Do AI Systems Dream of Diffusion Language Models?

This article is a machine translation from Japanese. It may contain translation errors.

Hello, I’m Tokunaga from PredNext. I originally intended to update about once a week, but updates have been significantly delayed. If I focus too much on quality with my current schedule, I’ll only be able to write 1–2 articles a year, so from now on I’ll try to update quickly without being too particular about the details.
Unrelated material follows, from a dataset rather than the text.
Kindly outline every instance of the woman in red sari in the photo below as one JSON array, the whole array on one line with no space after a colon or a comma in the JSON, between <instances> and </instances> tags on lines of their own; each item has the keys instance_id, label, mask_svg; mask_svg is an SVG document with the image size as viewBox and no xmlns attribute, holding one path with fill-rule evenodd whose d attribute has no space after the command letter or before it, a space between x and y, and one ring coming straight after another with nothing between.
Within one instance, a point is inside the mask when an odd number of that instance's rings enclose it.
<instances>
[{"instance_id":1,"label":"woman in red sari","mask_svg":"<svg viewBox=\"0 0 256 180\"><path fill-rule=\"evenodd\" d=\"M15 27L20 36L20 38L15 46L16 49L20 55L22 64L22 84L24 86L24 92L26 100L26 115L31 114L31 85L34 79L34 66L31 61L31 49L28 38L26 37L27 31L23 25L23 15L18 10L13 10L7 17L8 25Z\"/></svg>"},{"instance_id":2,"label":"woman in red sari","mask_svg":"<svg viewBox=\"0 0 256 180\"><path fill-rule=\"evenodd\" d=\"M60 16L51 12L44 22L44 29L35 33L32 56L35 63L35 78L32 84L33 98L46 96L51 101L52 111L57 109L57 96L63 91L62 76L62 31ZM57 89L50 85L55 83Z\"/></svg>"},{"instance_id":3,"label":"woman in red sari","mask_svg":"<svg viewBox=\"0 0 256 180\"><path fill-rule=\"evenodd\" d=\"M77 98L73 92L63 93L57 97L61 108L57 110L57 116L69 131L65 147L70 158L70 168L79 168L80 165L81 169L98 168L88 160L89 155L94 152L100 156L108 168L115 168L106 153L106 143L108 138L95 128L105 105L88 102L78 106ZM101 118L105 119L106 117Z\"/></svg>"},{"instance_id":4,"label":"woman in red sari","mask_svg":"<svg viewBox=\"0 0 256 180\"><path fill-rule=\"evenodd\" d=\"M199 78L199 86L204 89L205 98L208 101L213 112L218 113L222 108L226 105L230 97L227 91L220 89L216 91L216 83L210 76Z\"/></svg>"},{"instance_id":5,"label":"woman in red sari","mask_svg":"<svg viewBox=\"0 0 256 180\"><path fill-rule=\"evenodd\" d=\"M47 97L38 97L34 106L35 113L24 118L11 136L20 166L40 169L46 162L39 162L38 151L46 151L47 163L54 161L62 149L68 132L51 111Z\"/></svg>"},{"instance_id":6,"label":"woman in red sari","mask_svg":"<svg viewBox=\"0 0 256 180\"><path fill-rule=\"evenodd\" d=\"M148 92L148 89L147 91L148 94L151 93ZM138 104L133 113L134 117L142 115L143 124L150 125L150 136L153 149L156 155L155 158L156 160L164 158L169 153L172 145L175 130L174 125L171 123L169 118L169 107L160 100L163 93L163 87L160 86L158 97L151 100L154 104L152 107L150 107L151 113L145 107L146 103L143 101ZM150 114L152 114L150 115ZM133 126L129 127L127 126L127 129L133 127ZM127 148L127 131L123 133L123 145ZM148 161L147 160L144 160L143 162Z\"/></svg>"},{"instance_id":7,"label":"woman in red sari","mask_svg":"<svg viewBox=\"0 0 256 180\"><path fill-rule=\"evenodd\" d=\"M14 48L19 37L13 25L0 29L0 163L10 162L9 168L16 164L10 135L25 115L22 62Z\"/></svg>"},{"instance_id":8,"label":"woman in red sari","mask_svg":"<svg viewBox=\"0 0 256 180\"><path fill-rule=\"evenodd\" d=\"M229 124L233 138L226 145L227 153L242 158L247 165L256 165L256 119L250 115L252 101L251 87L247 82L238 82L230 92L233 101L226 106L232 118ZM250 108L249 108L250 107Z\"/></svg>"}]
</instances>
But I digress—in 2025, diffusion language models such as Mercury Coder, Gemini Diffusion, and Dream 7B have been getting some attention. While it’s still hard to say that practical use cases have emerged, it’s fair to say they’re attracting interest.

The current LLM model architecture, Transformer (more precisely, autoregressive model-type Transformers), has a fundamental problem in terms of execution efficiency. Particularly when generating responses to just one prompt, effective efficiency tends to be low. Diffusion language models are gaining attention as a means to solve this problem.

I’ve been receiving more questions about diffusion language models recently. However, when trying to explain their benefits to those not very familiar with hardware, the explanation is surprisingly difficult. Therefore, in this article, I’ll explain to those not very knowledgeable about computer hardware why diffusion language models are attracting attention, incorporating the keyword B/F. When thinking about LLM inference, computer utilization efficiency is an unavoidable topic. This content is especially intended for those who say “I’m not very familiar with hardware.” For those who know hardware a bit, it might be a little simple, but I’d appreciate if you could read it as a review.

Why Is Transformer Inference Slow?

As of 2025, almost all practical LLMs are based on an architecture called Transformer. The inference method in current Transformers is called the autoregressive model (Auto Regressive Model). In autoregressive models, when generating text, they predict the next token (= word, symbol, etc.), use that prediction result as the next input, and predict the next token again… repeating this process. To generate a token at time $t$ , you need the output token from the previous time $t-1$ . While this is an obvious constraint, it poses the troublesome problem that “computation at $t$ cannot begin until computation at $t-1$ is finished,” making parallelization difficult.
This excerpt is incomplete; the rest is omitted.